– Tu veux encore du thé ?
– Oui. Pourquoi pas.
Les vagues de la mer toute proche orchestrent l’air de la nuit d’été qu’on entend par la fenêtre ouverte.
– Tu es bien ici ?
– Je suis vivante.
– Est-ce assez ?
– De thé tu veux dire ?
– Non, d’être vivante. T’es bête ! Comment est ta vie avec eux ?
– Ils font beaucoup. Mais ils font et je n’ai pas mon mot à dire. Pour eux, j’étais une vieille parente dérangée, que la guerre a fini de déstabiliser. Alors je me tais et je dis simplement merci.
– Mais ils sont ta famille.
– Et ça empêche la rudesse et la bêtise ?!
– Tu es dure.
– Oui, je sais, c’est terrible. Ils ne comprennent pas. Ils viennent me voir et me disent tout heureux : « Maman, nous t’avons pris un rendez-vous chez le coiffeur pour lundi à 14h ». Mais je trouve très bien mes cheveux. Quand Volodia m’a déposé chez le coiffeur, ce dernier m’a demandé : « Alors que fait-on ? » J’ai simplement répondu qu’il devrait regarder la coupe de mon neveu avant de me proposer de faire quelque chose à la mienne.
– A ta place, j’aurais accepté la coupe… !
– Quelle importance ? Tu vois l’état de notre ville aux informations. Quelle importance ?
Une plus grosse vague finit sa course sur la plage.
– Pourquoi as-tu insisté pour m’envoyer chez eux, ici ?
– Eh quoi ! Quel avenir avions-nous en arrivant en Pologne ? Toi, au moins, tu avais de la famille ici, qui a immédiatement proposé de s’occuper de toi. Et beaucoup de gens parlent russe.
– Ils sont religieux et je m’en fiche. Lui, il met son châle le matin et on voit dans ses yeux qu’il a l’impression d’être une sorte de Superman, supérieur. J’envie ton sort à Paris.
– Tu ne sais pas ce que tu racontes.
– Oui, mais à deux, on se serait réchauffer le coeur. Comme ce soir.

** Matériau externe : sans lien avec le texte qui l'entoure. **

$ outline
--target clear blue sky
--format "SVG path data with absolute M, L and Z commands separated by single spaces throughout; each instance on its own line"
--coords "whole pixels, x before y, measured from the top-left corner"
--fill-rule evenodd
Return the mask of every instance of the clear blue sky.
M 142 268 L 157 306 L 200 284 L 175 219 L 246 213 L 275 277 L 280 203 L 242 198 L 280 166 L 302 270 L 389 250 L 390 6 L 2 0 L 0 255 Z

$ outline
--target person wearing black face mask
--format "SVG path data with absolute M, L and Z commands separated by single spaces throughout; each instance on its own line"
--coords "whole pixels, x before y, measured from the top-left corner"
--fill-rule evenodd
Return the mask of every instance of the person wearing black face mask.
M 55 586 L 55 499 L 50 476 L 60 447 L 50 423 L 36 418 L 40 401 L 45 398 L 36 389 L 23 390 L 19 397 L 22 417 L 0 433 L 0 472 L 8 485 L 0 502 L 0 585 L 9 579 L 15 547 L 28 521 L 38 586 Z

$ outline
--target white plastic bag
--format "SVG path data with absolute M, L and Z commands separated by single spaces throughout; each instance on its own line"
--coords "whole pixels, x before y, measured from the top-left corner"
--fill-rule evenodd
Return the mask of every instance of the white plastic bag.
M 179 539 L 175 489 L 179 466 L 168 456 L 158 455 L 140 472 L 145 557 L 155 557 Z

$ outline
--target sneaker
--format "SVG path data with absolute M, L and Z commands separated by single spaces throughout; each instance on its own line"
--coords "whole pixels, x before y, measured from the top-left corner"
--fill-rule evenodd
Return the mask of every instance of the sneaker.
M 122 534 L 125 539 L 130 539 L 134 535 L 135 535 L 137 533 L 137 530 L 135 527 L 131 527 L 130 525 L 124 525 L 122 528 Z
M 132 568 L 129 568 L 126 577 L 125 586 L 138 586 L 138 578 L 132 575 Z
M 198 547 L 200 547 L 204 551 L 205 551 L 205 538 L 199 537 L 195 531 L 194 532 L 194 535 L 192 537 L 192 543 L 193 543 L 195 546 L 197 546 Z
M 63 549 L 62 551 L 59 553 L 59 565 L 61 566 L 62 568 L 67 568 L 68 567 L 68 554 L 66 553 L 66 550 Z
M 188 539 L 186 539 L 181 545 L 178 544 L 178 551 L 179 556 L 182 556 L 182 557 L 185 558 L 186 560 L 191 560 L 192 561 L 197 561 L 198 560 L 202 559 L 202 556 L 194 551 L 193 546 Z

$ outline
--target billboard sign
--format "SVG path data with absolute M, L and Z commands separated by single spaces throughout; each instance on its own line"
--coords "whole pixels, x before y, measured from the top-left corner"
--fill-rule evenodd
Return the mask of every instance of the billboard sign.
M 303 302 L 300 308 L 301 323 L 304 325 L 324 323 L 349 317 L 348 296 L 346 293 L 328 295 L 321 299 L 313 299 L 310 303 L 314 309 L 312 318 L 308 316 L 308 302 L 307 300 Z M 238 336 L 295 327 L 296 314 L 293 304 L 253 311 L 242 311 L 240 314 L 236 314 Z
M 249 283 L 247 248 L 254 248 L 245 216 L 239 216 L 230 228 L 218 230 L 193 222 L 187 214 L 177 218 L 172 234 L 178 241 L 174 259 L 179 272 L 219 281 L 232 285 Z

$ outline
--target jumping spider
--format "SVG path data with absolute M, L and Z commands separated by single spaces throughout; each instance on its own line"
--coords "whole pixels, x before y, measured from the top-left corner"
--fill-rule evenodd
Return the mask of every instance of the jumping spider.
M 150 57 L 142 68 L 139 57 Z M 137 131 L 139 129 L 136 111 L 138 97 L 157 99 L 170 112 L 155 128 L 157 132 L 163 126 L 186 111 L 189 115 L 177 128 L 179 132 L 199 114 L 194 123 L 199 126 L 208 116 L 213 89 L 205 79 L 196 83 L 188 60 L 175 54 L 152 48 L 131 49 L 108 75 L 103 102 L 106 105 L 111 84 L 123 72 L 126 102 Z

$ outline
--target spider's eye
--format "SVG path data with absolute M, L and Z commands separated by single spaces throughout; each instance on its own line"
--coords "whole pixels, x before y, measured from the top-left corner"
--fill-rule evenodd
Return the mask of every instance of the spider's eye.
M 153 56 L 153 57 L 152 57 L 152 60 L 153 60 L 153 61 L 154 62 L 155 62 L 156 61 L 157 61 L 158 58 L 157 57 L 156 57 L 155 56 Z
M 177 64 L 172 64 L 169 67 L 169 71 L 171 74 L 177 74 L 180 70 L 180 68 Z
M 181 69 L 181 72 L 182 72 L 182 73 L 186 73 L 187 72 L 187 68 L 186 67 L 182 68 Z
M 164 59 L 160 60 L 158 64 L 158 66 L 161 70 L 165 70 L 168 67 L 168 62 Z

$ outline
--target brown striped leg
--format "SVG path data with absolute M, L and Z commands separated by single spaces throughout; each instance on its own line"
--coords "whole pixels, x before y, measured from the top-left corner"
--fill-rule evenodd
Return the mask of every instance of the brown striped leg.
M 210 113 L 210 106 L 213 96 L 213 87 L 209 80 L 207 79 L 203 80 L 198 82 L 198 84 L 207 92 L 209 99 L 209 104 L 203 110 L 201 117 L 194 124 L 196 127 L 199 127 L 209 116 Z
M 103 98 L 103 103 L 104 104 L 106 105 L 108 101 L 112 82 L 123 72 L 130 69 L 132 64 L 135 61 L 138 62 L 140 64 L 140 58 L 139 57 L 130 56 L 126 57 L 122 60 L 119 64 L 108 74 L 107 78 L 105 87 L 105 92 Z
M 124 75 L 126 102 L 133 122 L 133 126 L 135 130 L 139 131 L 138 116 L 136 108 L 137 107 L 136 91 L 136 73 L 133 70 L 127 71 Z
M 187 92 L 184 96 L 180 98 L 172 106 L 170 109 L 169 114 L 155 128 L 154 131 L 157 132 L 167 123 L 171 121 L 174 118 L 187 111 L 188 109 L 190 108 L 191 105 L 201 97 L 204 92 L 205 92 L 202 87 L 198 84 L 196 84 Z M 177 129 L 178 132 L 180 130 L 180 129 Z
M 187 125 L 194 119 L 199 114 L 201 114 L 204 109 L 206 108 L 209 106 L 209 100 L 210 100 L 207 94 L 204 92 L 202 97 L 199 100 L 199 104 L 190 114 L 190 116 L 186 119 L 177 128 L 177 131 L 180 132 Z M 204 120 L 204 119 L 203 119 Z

– Ô, petite Mère, tu ne sais pas ce que tu désires. Moi aussi, j’aurais voulu te garder avec moi.
Un amas de vagues fait entendre son amoncellement sourd dans le lointain.
– Tu as vu que maintenant les nôtres démontent les statues de Pouchkine ?
– Et alors : nos gamins prétendent ne plus savoir le lire !
– Le monde devient fou.
– Tu le trouvais plus raisonnable du temps de l’Union ?
– Non bien sûr, mais on connaissait les règles.
La conversation publiée ici a été adaptée du récit d’une amie ukrainienne, réfugiée à Paris, et qui a profité d’un séjour en Israël pour retrouver une de ses tendres amies de Kharkov ou Kharkiv (comme on préfèrera), sa ville bien aimée. La guerre débutée en février 2022 les a privées dès le troisième jour de leur logement. Ensemble elles ont fui leur ville, direction la Pologne, avant de se séparer : l’une partait rejoindre sa famille en Israël ; l’autre s’installait à Paris, avec pour seul possession un chien, un sac et les vêtements qu’elle portait.
Pour le regard occidental, la guerre arrive et semble sortir de nulle part. Certes, le Maïdan, le Donbas, les tentatives de manipulations politiques des uns et des autres avaient fait vaguement leur bout de chemin vers nos media. Mais février 2022 fait l’effet d’un réveil brutal, où l’on se rend compte que la guerre est toujours une réalité de ce monde. Cela s’accompagne notamment du réflexe le plus humain qui soit : identifier qui sont les gentils et qui sont les méchants. A la guerre, tout le monde est surtout perdant. A commencer par la vie des gens qui n’avaient rien demandé à personne, et qui se voient voler leur ville, leurs repères, leurs attaches, leurs perspectives devenues caduques, qu’ils doivent imaginer ailleurs.
Cette guerre est surtout une occasion supplémentaire de prendre la mesure de nos manques de connaissances et de nos incompréhensions : non connaissance de l’Histoire, de ce qu’a pu être l’URSS, de son impact sur l’espace, le temps et les populations ; incompréhensions de ce qu’est une frontière, des effets de son mouvement, des multiples déterminismes qui poussent à retaper dans ce mur de la pratique des armes, de la projection de son Histoire sur la domination territoriale, du regret des uns et des autres de la disparition d’un monde connu pour s’avancer dans l’obscurité du nouvel ordre qui se fait jour.